Catching Data In a Data Mesh: Principles (Part I)
An in-depth view of how the Data Mesh architectural paradigm is helping Gloo build a platform to support personal growth. This is part one of two where we’ll explain how we are thinking about the mesh internally and the guiding principals for our implementation.
At Gloo.us, we’re building technologies that connect individuals looking to start a growth journey to the resources, mentors, spiritual groups, and recovery centers they seek. We have many applications that serve different needs which require unique combinations of backend services. We’ve created a platform that consists of many heterogeneous processes, microservices, pipelines, and data stores to support this. The most important aspect of the system is the data, arguably, especially for longitudinal data tracking and projecting a path for a growee. Additionally, we need to keep track of each organization’s offerings, growth plans, and make recommendations for ways to best service a community.

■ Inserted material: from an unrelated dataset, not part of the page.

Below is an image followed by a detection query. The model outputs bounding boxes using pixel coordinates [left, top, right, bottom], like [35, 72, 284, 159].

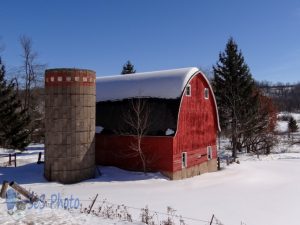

One can approach a platform architecture that focuses on microservices with endpoints (REST, for example) that solve the needs of each unique supporting process and applications. Typical examples may look look like this:
- A data pipeline may offer a service for accessing its derived data
- A BI team may fetch the data in order to create reports
- A core object microservice may provide endpoints that support the UIs and other supporter processes
Fairly quickly, this approach may result in endpoints that become increasingly one-to-one relationships, with data organized or transformed in a way that makes the consumption and presentation easier. You end up with service bloat with well defined, specific use cases being baked into several endpoints. (This mesh of services shouldn’t be confused with service mesh that emphasizes shared command and control as opposed to the makeup of the service endpoints.) This problem can be solved in a few ways, but at its core: the coordinating services need data from one another and a source of truth, domain, and separation of concerns needs to be at the core of the architecture.
This is only one problem, but there can be many. The next section gives examples of few other problems.
The solution for a platform architecture should avoid pitfalls that I’ve been plagued and frustrated with over my career. The most common pitfalls are:
- Big Pipelines for Data — As the number of use cases and downstream dependencies grow, there is a common tendency to solve the problems within the pipeline rather than shifting them to the dependent processes. This leads to bloat and complexity, not to mention the fear/risk of breaking one of the use cases. In other words, big pipelines for data.
- Data In a Lake — I’m likely rocking the boat with this one, given the importance of shared infrastructure in 90% of engineering organizations. The problem arises when the “lake” datastore leads to access contention, bottleneck design/schemas, and convoluted representation of data.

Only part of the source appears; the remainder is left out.